These recent advances in NN-aided MMF image reconstruction have focused on deep convolutional neural networks (CNNs)17,18,19,20,21,22. Unlike traditional dense NNs23, CNNs use convolution operations instead of general matrix multiplication within the NN layers24, inspired by biological processes in visual perception. CNNs have enjoyed immense recent success in computer vision25, making it natural to investigate using them for MMF image reconstruction. They have also been applied to the related problem of image reconstruction in scattering media26,27,28,29. However, there are grounds to question how well-suited CNNs are for analyzing speckle patterns such as those produced by MMFs, which are very different from the natural images commonly dealt with in computer vision. In MMF images, information is encoded not just locally but in the global distribution of speckles22,30,31, whereas the localized receptive fields in convolutional layers are designed to extract relevant local features (such as edges) in natural images, rather than long-range spatial structures32. Traditional dense NNs can extract information from both local and global features due to the presence of the fully-connected hidden layers. Dense NNs have previously been employed for controlling spatiotemporal nonlinearities in MMFs33, and for position sensing in a chaotic cavity34.

This paper investigates the performance of dense NNs and CNNs for MMF image reconstruction. Whereas the earliest papers on NN-aided MMF image reconstruction used dense NNs14,15,16, most recent studies have concentrated on using CNNs17,18,19,20,21,22. (One exception to this trend was the study by Turpin et al. of both dense NNs and CNNs for transmission control in scattering media and MMFs28. Another work by Caramazza et al. used dense NNs to approximate the transmission matrix of a MMF, as an alternative to direct image reconstruction35). To our knowledge, there has been no direct comparison between the two NN architectures in the context of MMF image reconstruction. The recent popularity of CNNs for this task is predicated on the local feature extraction capability of CNNs being useful for descrambling MMF images. Our comparison of dense NNs and CNNs should be useful to the community in testing this assumption.

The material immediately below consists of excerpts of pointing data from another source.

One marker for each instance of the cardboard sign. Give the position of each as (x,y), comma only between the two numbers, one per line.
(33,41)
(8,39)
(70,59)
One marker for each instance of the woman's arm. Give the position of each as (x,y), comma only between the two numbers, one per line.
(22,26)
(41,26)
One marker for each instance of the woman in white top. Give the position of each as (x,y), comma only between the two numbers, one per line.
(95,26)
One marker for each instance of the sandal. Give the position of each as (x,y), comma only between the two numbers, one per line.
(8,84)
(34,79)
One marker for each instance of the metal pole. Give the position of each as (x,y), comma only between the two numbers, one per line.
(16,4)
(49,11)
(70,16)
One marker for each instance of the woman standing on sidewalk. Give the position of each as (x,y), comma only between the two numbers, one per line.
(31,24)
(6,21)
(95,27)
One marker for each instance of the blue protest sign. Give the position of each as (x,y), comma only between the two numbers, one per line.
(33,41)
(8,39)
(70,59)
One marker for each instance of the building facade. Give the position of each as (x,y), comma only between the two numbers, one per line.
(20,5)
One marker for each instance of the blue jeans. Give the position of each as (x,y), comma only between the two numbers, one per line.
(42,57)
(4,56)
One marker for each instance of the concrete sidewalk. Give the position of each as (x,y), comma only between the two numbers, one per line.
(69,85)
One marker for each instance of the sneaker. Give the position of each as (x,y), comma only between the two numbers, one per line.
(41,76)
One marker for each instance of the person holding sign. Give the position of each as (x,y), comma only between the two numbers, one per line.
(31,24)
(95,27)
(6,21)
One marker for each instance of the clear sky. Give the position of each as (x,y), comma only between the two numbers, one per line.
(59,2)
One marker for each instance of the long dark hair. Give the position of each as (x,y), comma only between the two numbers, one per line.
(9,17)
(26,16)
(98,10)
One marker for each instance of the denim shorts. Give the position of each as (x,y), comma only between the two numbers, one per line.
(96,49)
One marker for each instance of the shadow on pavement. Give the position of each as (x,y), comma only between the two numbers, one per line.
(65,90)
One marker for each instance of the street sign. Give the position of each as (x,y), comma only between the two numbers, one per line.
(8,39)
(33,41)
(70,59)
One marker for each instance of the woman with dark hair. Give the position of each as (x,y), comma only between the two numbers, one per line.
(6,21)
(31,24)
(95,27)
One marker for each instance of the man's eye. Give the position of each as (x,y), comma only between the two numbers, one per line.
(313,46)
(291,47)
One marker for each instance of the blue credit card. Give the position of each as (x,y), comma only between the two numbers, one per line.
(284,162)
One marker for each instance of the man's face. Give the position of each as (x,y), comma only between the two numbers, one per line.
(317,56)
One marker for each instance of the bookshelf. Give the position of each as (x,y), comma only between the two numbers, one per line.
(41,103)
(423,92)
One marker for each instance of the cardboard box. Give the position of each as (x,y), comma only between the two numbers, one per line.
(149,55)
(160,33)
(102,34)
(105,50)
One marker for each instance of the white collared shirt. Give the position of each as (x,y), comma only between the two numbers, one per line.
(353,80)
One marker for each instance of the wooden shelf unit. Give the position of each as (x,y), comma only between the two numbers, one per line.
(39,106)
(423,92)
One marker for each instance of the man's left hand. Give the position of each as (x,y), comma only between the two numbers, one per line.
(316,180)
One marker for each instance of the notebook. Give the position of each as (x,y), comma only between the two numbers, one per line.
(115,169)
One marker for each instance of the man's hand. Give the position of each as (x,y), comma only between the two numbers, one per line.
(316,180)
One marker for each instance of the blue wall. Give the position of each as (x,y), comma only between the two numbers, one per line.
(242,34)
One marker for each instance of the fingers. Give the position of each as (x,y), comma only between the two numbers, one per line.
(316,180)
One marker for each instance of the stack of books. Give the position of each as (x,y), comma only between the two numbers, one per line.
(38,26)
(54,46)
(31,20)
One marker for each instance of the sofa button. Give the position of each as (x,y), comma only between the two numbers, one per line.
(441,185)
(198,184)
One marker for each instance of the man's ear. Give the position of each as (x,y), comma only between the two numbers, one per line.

Our principal comparison is between (i) the single hidden layer dense neural network (SHL-DNN), one of the simplest dense NN architectures, and (ii) U-Net, a CNN originally developed for biomedical imaging36, which has recently been used for MMF image reconstruction18. We do not compare very deep CNNs such as Resnet18 or generative adversarial networks37, as these require much greater computational resources and longer training times, and thus seem ill-suited to the MMF image reconstruction problem. After optimizing both types of NNs (SHL-DNN and U-Net), we find that the SHL-DNN achieves a similarly high reconstructed image fidelity with shorter training time and less network complexity than the U-Net. For one of our reference datasets, SHL-DNN achieves a saturation Structural Similarity Index Measure (SSIM)38 of 0.775 in 16 minutes and the U-Net achieves a saturation SSIM of 0.767 in 3.5 h on the same computer. The SHL-DNN has 20 million trainable parameters, and the U-net has 31 million trainable parameters. We also validated both NNs using images collected up to 235 h after the images in the training set; both NNs continue to perform well in image reconstruction. Moreover, we tested a “VGG-type” NN, which combines convolutional and dense layers, and found that it offers no additional performance advantage over the SHL-DNN.

Experimental setup

Multimode fiber image reconstruction

Figure 1
figure 1

(a) Experimental setup for transmitting images through a multimode fiber. A laser beam is expanded and reflected off a spatial light modulator (SLM), which together with a pair of polarizers (P) generates an intensity modulated image. The beam is coupled into a multimode fiber (MMF), and the distal end is imaged by a camera. (b) Example of a scrambled image from the MMF. The ground truth image is a digit from the MNIST database (see Fig. 2). The left panel shows the full-resolution (\(1280\times 1080\) pixels) camera image; the right panel shows the cropped and downsampled \(64\times 64\) image fed to the neural network. (c) Schematic of a single hidden layer dense neural network (SHL-DNN) with 4096 nodes in the hidden layer. The input image is flattened at the input layer, and the output is reshaped into a two-dimensional image. (d) Schematic of a U-Net consisting of contracting convolutional layers, an intermediary layer, and expanding convolutional layers. For each convolutional layer, the size \(a\times b\times c\) refers to \(a\times b\) pixels with c filters (image depth). At the input, the \(64\times 64\) input image is mapped onto a \(64\times 64\times 64\) convolution layer (not shown) before max pooling to the \(32\times 32\times 128\) convolutional layer. Skip connections concatenate the outputs from successive contracting layers with the corresponding expanding layers. Batch-normalization are applied to all convolutional layers.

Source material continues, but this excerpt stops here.